Cuando se habla de San Ildefonso se piensa de inmediato en Versalles. El esplendor de sus jardines así nos lo evoca. Pero el modelo no fue el imponente palacio del Rey Sol, sino Marly, un pequeño palacete, desaparecido durante el Primer Imperio, llamado en su tiempo el ‘santuario de los santos’, un lugar donde Luis XIV se sentía verdaderamente dichoso, alejado de los problemas de la Corte.
Soy un enamorado de este entorno único. Lo visito con frecuencia. Deambulando por él siempre encuentro paz, sosiego, inspiración. Me encanta sumergirme en la belleza que ofrecen sus fuentes, su arboleda, las montañas que le sirven de cierre natural.
Esta belleza se acrecienta hasta niveles insospechados en otoño.
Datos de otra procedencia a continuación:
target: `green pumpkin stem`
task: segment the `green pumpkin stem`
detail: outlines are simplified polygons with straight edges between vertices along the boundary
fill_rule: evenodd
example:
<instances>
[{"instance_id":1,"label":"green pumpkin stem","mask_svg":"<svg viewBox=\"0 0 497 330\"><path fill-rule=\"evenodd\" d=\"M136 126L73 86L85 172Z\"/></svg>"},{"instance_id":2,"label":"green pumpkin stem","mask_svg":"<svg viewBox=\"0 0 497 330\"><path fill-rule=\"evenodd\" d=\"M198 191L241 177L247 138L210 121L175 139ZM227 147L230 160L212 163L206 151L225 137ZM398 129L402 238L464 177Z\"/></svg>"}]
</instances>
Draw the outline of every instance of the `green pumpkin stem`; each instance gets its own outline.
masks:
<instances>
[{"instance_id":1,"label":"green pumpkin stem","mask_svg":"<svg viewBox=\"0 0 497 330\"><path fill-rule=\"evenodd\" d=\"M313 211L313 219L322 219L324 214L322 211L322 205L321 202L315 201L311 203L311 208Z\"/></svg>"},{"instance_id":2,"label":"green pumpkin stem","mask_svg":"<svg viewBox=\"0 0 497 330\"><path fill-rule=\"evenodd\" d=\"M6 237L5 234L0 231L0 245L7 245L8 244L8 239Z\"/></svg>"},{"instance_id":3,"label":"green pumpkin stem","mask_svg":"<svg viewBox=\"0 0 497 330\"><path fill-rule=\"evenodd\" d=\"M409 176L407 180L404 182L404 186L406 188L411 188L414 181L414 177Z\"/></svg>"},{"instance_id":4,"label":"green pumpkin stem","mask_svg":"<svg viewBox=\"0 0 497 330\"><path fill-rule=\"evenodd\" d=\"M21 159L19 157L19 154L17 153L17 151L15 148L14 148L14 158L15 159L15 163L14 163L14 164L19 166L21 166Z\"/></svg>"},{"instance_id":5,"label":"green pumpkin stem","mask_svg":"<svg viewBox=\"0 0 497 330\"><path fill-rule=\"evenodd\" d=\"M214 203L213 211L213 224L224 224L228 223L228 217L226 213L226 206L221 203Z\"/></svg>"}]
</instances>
Mientras el suelo se recubre con un tapiz amarillo, no menos hermoso que los de la espléndida colección que alberga el palacio, una bóveda multicolor, con toda la riquísima variedad cromática del otoño, nos cubre y cobija. Sobre las peladas rocas que sobresalen tras los pinos de Valsaín, las primeras nieves muestran su blanco manto. Este año, sin embargo, un color distinto nos habla de la tragedia del terrible incendio del verano, un desgarrón negruzco y marrón oscuro que a modo de lepra hiere una de las laderas.
El lugar de reposo de los reyes es ahora un ámbito de esparcimiento para la ciudadanía. Vale la pena recorrer los jardines sin prisa, sin agobios, cerrando los ojos para dejarse traspasar por los ruidos del silencio, abriéndolos para gozar de la sinfonía de colores que nos embriaga, en estos días ese verde amarillento que estalla radiante acariciado por los rayos dorados del sol de otoño. Aspirando los olores intensos que brotan de los pinos, de las flores que aún luchan por esmaltar los verdes setos, de las hojas que la humedad pudre como alimento fecundador de la tierra, que en breve dormirá arropada por las nieves del invierno.
Y, antes o después, disfrutar de la pequeña alhaja que es el palacio, dejándose deslumbrar por la hermosura de sus frescos, por la belleza de su extraordinaria decoración, por la evocación de un tiempo pasado, lleno, sin duda, de luces y sombras, pero que aspiraba aún a lo bello. Una oportunidad de olvidar, por unos instantes maravillosos, la grisura y mediocridad que en tantas ocasiones imperan en nuestro mundo.